Most 401k’s should have a SP 500 Index fund or something close…
My reply is that your advice is about half right, or “something close.”
Try adding the word “INVERSE” to your advice about buying S&P 500 Index funds, as in:
Under these non-normal market conditions, most 401K’s should have some portion of funds allocated to INVERSE S&P 500 funds or ETF’s.
There. Much better.
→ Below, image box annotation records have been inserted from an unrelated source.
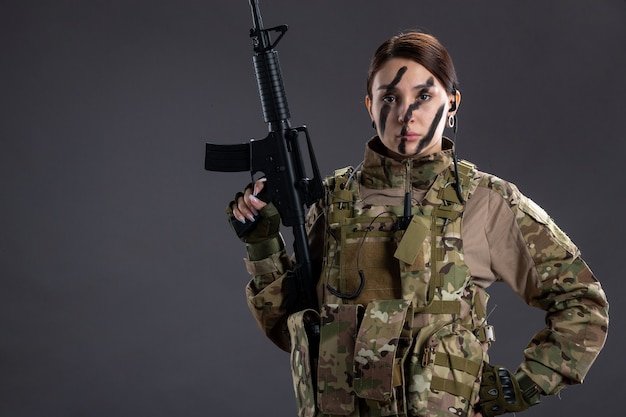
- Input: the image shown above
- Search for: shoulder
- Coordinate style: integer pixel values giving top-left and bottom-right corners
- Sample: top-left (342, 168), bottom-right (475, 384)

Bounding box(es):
top-left (470, 164), bottom-right (579, 255)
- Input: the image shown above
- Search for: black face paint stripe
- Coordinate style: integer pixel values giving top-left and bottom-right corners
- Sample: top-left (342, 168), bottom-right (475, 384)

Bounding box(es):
top-left (415, 104), bottom-right (446, 155)
top-left (378, 67), bottom-right (408, 135)
top-left (400, 77), bottom-right (435, 138)
top-left (398, 138), bottom-right (406, 155)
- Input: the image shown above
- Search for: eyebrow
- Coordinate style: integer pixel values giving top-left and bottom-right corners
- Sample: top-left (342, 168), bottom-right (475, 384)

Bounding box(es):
top-left (376, 77), bottom-right (435, 91)
top-left (376, 81), bottom-right (433, 91)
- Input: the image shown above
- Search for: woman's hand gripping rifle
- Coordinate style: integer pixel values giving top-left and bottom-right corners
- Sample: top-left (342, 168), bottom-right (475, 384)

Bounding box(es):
top-left (205, 0), bottom-right (324, 328)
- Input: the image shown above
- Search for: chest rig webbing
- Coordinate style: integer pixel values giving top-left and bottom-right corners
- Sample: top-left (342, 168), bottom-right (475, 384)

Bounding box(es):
top-left (290, 161), bottom-right (488, 417)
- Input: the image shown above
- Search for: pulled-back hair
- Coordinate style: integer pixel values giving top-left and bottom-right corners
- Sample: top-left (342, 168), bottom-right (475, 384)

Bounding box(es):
top-left (367, 32), bottom-right (458, 98)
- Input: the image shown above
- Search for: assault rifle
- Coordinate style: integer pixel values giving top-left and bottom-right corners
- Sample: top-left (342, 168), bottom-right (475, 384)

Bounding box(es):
top-left (204, 0), bottom-right (324, 310)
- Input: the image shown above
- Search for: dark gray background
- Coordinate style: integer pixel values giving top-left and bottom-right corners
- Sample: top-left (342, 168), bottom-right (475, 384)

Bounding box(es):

Now people may actually thank you for that advice.
At the top of the market last year 2007, I bought 2X (Yes, that’s 2X leveraged) INVERSE S&P 500 Index funds.
So I not only ignored your advice, I went OPPOSITE your above advice.
That turned out to be a VERY smart move for my 401K. For those wanting specific suggestions, you might try the inverse ETF products from PROSHARES, such as the Ultrashort, ticker “SDS”
I won’t even detail the numerous PUTS I also bought on the various indexes at the peak last year, but you can be sure I’ve made a hell of a lot of money on those PUTS.
If I had instead followed the advice you just gave, and had bought straight S&P 500 index funds at the top of the market last year, that portion of my 401K would now be DOWN 5%.
Now, I imagine you’ll respond and note that the S&P index was up 3.5% for 2007, and you’ll claim your advice remains sound.
Then I’ll respond (now) and remind you that 3.5% was obviously below the actual inflation rate, and also below the interest I earned (5%) last year in my online bank’s savings account!
Under normal economic conditions, your buy-the-S&P index advice is sound advice, but given the current accelerating MESS our economy is in, your advice is not good.
Last comment for anyone reading this thread: I’m NOT suggesting people dump 100% of their 401K into inverse S&P index funds, but I am suggesting allocating say 10% to 25% to inverse index funds, depending on your age and how much risk you can accept for your portfolio. And one more thing, you certainly should sell almost every stock (and bull mutual fund or ETF) you own, and consider selectively shorting some stocks.